Siegen. Ilan Reches besucht Siegen. Hier haben seine Großeltern gewohnt, bevor sie 1942 von den Nazis deportiert und ermordet wurden.
„It’s a big surprise for me.” Ilan Reches ist gerührt, als er und seine Frau Samera von Traute Fries, einem der unermüdlichen Motoren des Aktiven Museums Siegen, durch die Stadt geführt werden. Denn Siegen ist die Heimat seiner Großeltern, bis sie von den Nazis deportiert und ermordet werden.
Lazar Reches und seine Frau Lisa hatten am Marburger Tor 4 ein Warenhaus.

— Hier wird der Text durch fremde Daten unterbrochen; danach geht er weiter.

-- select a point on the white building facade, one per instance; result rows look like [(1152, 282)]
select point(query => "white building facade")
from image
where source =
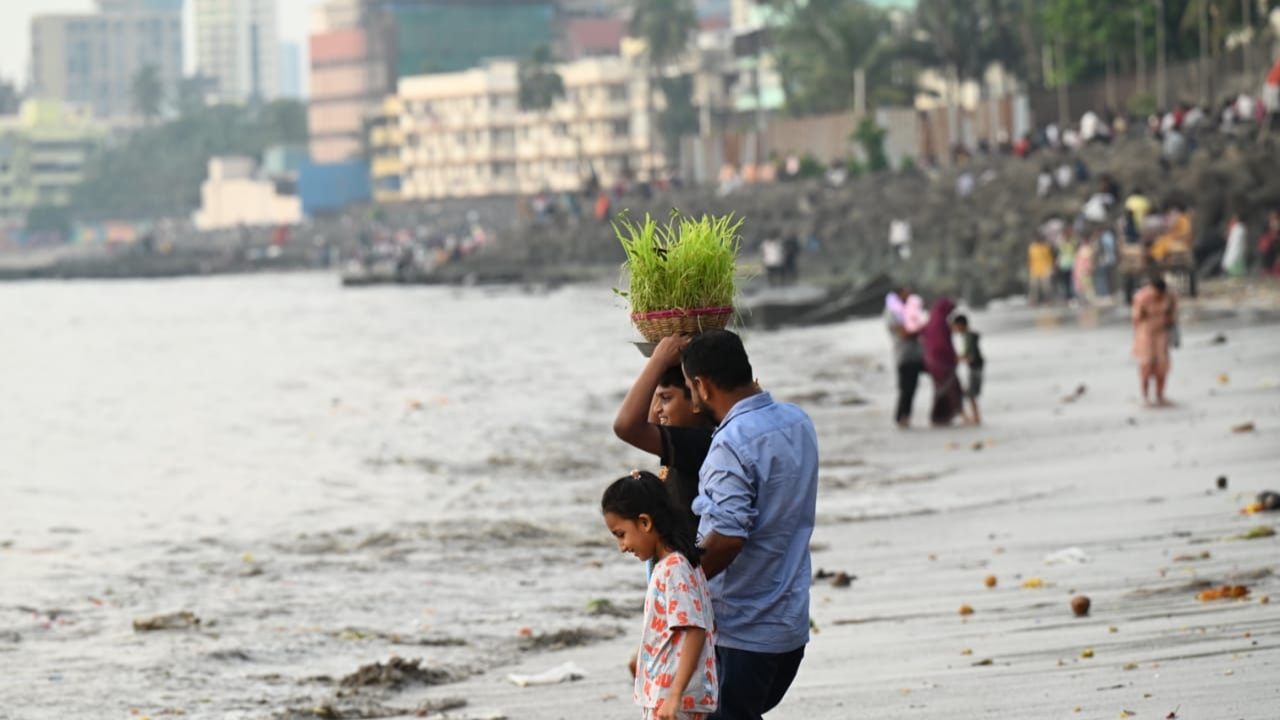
[(464, 133)]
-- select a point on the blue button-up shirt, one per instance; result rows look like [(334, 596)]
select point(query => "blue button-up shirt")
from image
[(760, 483)]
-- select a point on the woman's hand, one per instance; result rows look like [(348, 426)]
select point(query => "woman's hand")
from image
[(668, 349)]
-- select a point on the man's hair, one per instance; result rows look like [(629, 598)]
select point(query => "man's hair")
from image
[(718, 358), (675, 377)]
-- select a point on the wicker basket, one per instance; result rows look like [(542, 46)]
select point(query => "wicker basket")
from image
[(663, 323)]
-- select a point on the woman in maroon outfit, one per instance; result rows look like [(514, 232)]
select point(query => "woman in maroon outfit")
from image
[(941, 363)]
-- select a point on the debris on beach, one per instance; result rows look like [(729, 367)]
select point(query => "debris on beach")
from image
[(567, 638), (336, 711), (1225, 592), (1068, 556), (183, 620), (1080, 605), (397, 671), (1267, 501), (1257, 533), (1079, 392), (606, 606), (434, 706), (563, 673), (839, 578)]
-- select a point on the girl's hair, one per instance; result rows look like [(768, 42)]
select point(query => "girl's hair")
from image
[(643, 493)]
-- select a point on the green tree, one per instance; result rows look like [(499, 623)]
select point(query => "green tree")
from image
[(871, 137), (540, 86), (823, 45), (666, 27), (147, 92)]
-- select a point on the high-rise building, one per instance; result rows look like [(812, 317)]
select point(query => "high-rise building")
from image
[(291, 71), (237, 48), (92, 59), (42, 155), (462, 135)]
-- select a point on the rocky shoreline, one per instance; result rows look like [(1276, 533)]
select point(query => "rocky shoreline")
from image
[(970, 247)]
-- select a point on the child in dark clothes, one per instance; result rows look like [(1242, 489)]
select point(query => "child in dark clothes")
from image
[(972, 356)]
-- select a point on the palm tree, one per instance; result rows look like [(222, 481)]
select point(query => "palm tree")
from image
[(540, 86), (147, 92), (664, 26)]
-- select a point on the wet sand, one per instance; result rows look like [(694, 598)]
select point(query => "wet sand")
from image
[(1133, 488), (336, 504)]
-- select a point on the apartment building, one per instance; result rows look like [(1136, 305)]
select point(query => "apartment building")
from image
[(237, 49), (42, 154), (464, 135), (92, 58)]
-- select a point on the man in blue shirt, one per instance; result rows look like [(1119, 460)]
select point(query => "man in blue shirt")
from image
[(758, 493)]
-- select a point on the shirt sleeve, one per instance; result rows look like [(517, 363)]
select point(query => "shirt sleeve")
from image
[(726, 499)]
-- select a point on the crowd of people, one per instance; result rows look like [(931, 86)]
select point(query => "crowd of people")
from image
[(1114, 236)]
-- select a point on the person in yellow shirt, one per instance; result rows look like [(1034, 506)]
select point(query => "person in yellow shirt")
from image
[(1138, 206), (1176, 237), (1040, 270)]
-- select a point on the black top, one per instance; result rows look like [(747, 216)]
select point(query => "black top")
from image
[(682, 454), (972, 351)]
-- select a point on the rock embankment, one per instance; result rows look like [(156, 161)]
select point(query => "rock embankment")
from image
[(970, 246)]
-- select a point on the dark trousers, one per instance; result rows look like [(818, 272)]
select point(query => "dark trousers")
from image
[(908, 379), (753, 683)]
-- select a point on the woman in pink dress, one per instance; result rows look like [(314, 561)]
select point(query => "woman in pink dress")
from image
[(1155, 314)]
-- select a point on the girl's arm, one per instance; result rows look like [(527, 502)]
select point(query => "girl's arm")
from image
[(690, 662)]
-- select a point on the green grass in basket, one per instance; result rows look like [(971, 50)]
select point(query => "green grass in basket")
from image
[(684, 264)]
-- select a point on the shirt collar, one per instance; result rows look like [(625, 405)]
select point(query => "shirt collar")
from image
[(744, 406)]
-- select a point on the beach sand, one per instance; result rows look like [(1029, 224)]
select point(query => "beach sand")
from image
[(336, 502), (923, 516)]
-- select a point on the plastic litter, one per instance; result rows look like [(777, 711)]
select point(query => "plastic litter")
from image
[(565, 673)]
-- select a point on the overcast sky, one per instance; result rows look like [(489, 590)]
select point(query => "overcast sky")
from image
[(16, 28)]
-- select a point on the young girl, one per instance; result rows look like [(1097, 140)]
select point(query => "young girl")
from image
[(676, 675)]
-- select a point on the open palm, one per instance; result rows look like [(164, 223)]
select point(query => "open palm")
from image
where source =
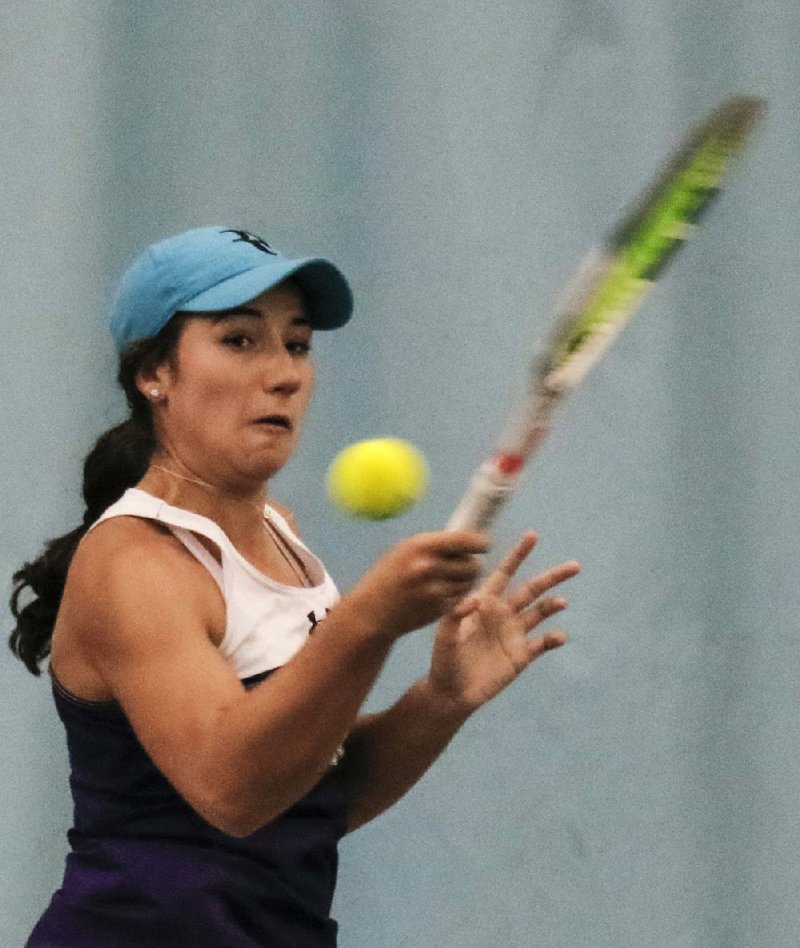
[(485, 643)]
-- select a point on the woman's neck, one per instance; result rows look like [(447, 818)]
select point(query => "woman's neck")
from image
[(182, 488)]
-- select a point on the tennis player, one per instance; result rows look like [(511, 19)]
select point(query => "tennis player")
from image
[(207, 672)]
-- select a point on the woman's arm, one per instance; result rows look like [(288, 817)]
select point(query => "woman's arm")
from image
[(480, 648)]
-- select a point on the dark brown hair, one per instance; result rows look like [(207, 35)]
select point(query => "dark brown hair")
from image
[(117, 461)]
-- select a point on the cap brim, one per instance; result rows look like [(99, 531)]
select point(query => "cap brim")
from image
[(326, 292)]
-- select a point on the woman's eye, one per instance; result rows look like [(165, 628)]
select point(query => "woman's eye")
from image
[(298, 347), (237, 340)]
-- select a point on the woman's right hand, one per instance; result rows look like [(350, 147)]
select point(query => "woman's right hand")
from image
[(419, 580)]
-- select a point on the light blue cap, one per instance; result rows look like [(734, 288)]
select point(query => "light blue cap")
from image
[(215, 268)]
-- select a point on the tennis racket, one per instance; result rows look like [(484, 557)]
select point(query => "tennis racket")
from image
[(607, 288)]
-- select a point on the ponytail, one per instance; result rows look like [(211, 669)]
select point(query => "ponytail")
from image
[(118, 460)]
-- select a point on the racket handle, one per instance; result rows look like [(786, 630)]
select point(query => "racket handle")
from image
[(485, 497)]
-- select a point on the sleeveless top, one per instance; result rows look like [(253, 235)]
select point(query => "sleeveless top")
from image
[(145, 870)]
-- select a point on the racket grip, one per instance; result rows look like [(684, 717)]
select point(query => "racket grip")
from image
[(486, 495)]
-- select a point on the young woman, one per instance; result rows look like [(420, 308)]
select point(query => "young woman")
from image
[(207, 672)]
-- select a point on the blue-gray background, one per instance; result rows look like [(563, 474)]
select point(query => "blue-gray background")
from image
[(641, 786)]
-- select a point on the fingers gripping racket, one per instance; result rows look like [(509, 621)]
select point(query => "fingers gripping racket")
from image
[(607, 288)]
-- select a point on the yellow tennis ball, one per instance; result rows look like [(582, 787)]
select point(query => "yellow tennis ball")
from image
[(377, 479)]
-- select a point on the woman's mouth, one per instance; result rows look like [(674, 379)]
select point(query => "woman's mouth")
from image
[(277, 422)]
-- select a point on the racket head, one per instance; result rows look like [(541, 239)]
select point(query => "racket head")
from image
[(613, 281)]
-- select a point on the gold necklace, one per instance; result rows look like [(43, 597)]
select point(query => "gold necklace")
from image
[(281, 543)]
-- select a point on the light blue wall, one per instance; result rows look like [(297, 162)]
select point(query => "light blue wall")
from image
[(640, 787)]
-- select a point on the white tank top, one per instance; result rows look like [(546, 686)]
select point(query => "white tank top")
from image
[(266, 622)]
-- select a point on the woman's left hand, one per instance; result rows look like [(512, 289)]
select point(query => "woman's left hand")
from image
[(484, 643)]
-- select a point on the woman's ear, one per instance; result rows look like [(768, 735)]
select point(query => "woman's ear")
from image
[(152, 380)]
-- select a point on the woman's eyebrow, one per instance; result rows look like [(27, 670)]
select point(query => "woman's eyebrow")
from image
[(237, 312)]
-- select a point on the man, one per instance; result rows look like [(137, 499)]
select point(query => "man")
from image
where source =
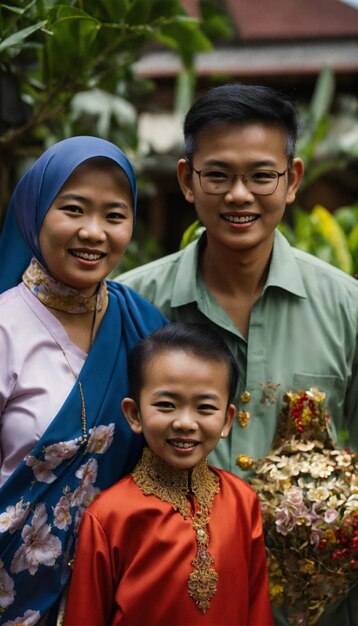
[(289, 318)]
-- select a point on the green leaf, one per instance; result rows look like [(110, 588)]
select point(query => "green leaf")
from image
[(104, 10), (69, 52), (347, 217), (184, 36), (17, 38), (328, 227)]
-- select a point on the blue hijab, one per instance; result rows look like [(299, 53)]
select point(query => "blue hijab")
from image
[(36, 191), (42, 502)]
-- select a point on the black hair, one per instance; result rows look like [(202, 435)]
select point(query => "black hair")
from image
[(192, 337), (234, 103)]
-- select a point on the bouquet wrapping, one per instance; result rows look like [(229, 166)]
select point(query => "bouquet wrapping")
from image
[(308, 489)]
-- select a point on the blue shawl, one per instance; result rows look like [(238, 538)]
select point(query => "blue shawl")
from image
[(42, 502)]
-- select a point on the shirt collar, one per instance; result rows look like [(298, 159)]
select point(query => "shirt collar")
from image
[(283, 273)]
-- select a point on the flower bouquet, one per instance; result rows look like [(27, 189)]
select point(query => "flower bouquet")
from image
[(308, 489)]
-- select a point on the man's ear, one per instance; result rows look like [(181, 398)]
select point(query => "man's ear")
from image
[(295, 174), (185, 178), (132, 414), (230, 414)]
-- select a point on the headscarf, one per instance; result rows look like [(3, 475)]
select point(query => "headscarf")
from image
[(43, 500), (36, 191)]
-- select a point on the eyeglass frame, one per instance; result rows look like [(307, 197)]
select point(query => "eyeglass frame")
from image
[(243, 178)]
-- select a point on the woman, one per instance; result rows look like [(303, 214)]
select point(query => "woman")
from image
[(65, 334)]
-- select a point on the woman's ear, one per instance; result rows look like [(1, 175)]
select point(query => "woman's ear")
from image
[(230, 414), (132, 414), (185, 178), (295, 174)]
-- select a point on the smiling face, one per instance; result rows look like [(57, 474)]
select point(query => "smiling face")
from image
[(183, 409), (88, 226), (239, 219)]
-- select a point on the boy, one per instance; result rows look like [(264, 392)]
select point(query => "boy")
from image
[(290, 320), (177, 542)]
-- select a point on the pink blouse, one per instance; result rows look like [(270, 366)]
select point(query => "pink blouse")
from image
[(35, 378)]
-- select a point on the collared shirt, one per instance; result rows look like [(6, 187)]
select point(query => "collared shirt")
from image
[(302, 334)]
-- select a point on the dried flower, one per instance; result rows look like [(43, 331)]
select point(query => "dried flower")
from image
[(308, 490)]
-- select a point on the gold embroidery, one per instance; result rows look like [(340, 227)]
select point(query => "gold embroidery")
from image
[(269, 393), (244, 461), (243, 418), (246, 396), (154, 477)]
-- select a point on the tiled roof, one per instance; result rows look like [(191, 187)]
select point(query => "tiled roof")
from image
[(264, 20)]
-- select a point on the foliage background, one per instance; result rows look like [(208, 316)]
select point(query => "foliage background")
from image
[(67, 68)]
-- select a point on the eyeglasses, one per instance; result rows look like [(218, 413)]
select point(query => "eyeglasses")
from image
[(258, 182)]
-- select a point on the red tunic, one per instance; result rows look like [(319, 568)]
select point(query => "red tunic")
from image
[(134, 559)]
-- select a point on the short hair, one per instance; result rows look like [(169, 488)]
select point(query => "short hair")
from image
[(235, 103), (191, 337)]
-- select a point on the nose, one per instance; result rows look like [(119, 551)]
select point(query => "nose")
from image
[(92, 230), (239, 191), (185, 421)]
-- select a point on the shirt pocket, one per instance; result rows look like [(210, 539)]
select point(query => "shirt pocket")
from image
[(334, 388)]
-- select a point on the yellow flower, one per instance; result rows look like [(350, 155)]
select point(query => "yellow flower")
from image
[(244, 461), (276, 593)]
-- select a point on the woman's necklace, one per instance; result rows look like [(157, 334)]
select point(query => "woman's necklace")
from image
[(54, 294), (154, 477), (84, 436)]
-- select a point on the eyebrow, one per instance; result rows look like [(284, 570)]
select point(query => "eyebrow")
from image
[(79, 198), (171, 394), (226, 165)]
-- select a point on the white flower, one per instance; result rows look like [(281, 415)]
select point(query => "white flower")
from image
[(39, 547), (41, 469), (14, 517), (7, 592), (61, 512), (330, 516), (88, 472), (58, 452), (29, 619), (100, 439), (318, 494), (343, 459)]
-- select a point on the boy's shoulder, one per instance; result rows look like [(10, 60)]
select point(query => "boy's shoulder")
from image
[(234, 483)]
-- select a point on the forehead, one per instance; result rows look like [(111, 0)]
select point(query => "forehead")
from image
[(261, 139), (179, 367), (99, 166)]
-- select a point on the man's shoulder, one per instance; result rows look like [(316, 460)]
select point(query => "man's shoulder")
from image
[(153, 268), (322, 273)]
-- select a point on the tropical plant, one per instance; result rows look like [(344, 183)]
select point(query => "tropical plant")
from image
[(331, 236), (51, 50)]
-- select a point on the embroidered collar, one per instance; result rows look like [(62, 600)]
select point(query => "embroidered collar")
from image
[(56, 295), (155, 477)]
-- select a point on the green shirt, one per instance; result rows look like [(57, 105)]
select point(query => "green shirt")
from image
[(302, 334)]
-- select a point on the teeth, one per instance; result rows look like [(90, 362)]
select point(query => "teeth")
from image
[(241, 219), (182, 444), (87, 256)]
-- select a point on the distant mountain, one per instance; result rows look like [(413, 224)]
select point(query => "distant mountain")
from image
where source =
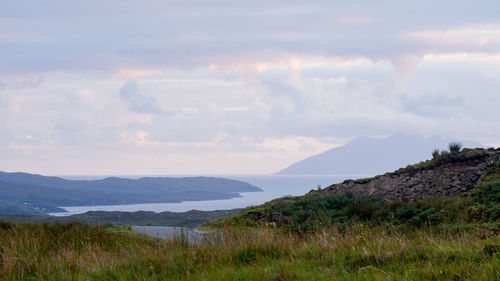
[(191, 218), (370, 156), (23, 193)]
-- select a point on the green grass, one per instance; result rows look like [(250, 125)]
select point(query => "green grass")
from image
[(74, 251)]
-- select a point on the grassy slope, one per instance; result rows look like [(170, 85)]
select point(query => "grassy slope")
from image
[(463, 244), (81, 252), (309, 212)]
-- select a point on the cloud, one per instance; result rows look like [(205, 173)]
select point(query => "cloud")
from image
[(138, 102), (432, 106), (244, 81)]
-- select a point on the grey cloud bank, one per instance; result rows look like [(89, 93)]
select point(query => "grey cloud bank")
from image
[(235, 86)]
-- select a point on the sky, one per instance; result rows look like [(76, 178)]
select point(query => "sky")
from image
[(236, 87)]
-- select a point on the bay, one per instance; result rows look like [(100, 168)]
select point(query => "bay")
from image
[(273, 186)]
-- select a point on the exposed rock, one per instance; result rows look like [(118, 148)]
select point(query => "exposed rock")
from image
[(450, 175)]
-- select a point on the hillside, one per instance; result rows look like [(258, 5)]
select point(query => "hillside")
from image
[(452, 189), (23, 193), (370, 156)]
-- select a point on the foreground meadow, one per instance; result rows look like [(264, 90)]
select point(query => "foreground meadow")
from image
[(75, 251)]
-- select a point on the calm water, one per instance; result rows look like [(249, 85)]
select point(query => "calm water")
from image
[(171, 233), (273, 186)]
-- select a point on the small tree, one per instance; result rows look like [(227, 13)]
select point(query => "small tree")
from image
[(455, 146), (435, 154)]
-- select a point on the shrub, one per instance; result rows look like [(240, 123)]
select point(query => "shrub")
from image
[(455, 146), (435, 154)]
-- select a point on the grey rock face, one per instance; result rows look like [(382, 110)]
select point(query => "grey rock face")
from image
[(449, 176)]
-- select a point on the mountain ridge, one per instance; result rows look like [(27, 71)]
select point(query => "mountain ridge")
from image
[(371, 156)]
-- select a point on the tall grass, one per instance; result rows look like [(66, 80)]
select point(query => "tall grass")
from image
[(80, 252)]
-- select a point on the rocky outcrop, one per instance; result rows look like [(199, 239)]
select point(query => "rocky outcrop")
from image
[(449, 175)]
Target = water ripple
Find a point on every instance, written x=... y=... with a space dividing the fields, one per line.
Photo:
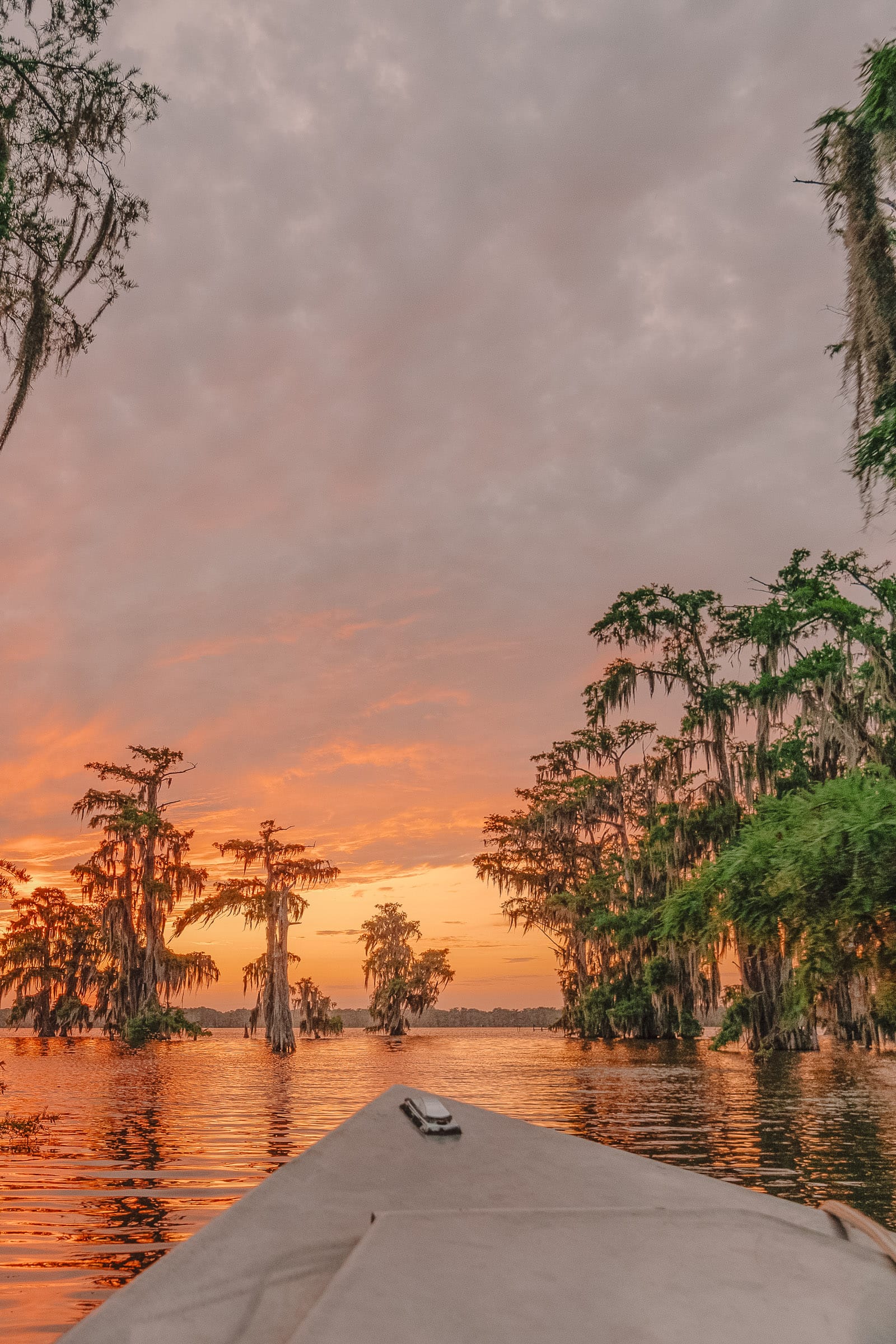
x=152 y=1144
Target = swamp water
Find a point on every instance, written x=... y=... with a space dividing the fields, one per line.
x=152 y=1144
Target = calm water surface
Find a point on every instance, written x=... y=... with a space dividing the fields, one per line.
x=152 y=1144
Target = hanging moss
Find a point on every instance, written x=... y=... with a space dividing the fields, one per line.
x=856 y=162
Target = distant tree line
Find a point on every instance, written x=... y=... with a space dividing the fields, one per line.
x=765 y=827
x=106 y=962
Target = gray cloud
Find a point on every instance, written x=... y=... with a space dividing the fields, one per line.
x=452 y=321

Sie nannten es „Kaufhaus zur billigen Quelle“. Sie boten dort Sonderposten aller Art zu günstigen Preisen an. Vergleichbar mit 1-Euro-Läden der Gegenwart. Die Geschäfte gingen eher schlecht. Das zeigen die geringen Steuerbeiträge, die das Paar an die Synagogengemeinde entrichten musste. Der Laden am Marburger Tor war eines der zahlreichen Kaufhäuser in der Siegener Oberstadt, die sich im Besitz jüdischer Familien befanden, bis diese von den Nazis „arisiert“, das heißt den damaligen Inhabern abgenommen und „reinrassigen Deutschen“ gegeben wurden.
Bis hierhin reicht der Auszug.